Der Pflichtteilsanspruch ist ein Anspruch auf einen zu ermittelnden Geldbetrag, der sofort mit dem Tod des Erblassers fällig (§ 2317 Abs. 1 BGB) ist und in drei Jahren von dem Zeitpunkt an verjährt, an dem der Pflichtteilsberechtigte vom Eintritt des Erbfalls und seiner Enterbung erfahren hat, spätestens aber 30 Jahre nach dem Erbfall. Der Beginn der dreijährigen Verjährungsfrist ist jedoch erst der 1. Januar des folgenden Jahres.

Einen Anspruch auf den Pflichtteil eines Erbes haben lediglich die engsten Verwandten des Erblassers. Im Erbfall pflichtteilsberechtigt sind gemäß § 2303 BGB

  • alle Abkömmlinge des Erblassers (Kinder, Enkel und Urenkel) – ehelich, außerehelich, mit Legitimierung und adoptiert,
  • der Ehepartner oder eingetragene Lebenspartner des Erblassers nach dem Lebenspartnerschaftsgesetz sowie
  • die Eltern des Verstorbenen.

Selbst wenn der Pflichtteilsberechtigte die Summe, die ihm aus seinem Pflichtteilsrecht zusteht, nicht beziffern kann, hindert dies die Verjährung nicht. Das Gesetz sieht hier mit § 2314 BGB einen Auskunftsanspruch vor, der den Pflichtteilsberechtigten in die Lage versetzen soll, diese Bezifferung vorzunehmen.

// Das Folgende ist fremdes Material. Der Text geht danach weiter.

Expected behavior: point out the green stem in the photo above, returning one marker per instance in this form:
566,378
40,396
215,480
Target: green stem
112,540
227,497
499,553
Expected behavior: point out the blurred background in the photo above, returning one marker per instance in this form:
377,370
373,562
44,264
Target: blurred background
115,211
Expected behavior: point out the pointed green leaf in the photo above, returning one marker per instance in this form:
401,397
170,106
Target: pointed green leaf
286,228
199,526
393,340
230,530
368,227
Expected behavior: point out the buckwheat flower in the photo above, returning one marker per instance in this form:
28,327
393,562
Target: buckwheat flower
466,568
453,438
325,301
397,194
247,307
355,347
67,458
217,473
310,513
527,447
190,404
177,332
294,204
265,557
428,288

Der Pflichtteilsberechtigte muss rechtzeitig vor Ablauf der Verjährungsfrist entweder bei Gericht Klage einreichen oder eine rechtsverbindliche Erklärung des Erben erlangen, in der dieser den Bestand des Pflichtteilsanspruches anerkennt. Die bloße Aufforderung zur Zahlung oder zur Anerkennung des Pflichtteilsanspruches reicht also nicht aus.

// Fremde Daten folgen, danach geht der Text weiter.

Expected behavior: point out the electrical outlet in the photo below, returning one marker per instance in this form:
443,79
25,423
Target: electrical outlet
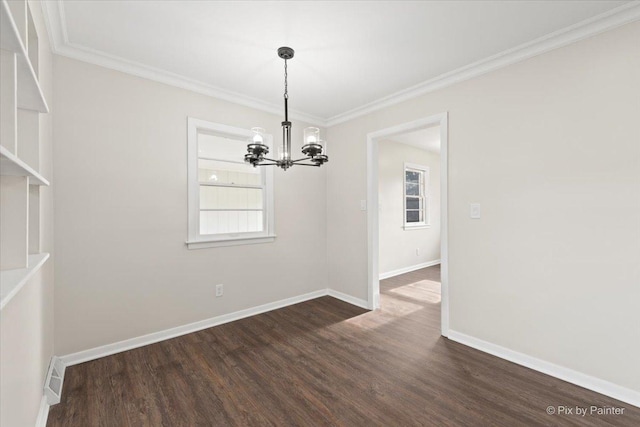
475,212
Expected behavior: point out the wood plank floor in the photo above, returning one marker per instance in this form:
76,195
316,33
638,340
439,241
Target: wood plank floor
324,363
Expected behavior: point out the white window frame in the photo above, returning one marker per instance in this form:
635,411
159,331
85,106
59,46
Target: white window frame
425,196
200,241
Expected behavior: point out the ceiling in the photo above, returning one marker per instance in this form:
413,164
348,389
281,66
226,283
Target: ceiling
349,54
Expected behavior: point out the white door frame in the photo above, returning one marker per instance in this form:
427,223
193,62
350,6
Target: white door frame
373,212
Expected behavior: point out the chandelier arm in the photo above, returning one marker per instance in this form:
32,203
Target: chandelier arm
267,164
301,160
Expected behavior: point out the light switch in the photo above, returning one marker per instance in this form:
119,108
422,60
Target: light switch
475,210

Unterlässt er dies und beruft sich der Pflichtteilsschuldner auf die Verjährung, hat der Pflichtteilsberechtigte seinen Anspruch verloren.

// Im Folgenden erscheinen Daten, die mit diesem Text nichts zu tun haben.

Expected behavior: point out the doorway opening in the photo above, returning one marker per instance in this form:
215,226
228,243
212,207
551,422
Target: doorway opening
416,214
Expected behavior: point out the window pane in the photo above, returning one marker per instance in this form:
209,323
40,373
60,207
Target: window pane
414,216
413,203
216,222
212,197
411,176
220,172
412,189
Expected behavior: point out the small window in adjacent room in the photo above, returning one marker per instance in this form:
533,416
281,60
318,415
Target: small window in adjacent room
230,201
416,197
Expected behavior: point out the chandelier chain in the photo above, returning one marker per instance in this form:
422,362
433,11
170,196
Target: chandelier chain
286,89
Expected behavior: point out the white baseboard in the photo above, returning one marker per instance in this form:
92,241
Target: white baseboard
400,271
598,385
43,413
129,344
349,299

Zu Lebzeiten kann kein Pflichtteilsberechtigter Anspruch auf seinen Anteil erheben. Der Anspruch auf den Pflichtteil entsteht immer erst, wenn der Erblasser verstirbt. Vor allem Kinder haben kein Recht, bereits zu Lebzeiten eines Elternteils ihren Anteil zu verlangen.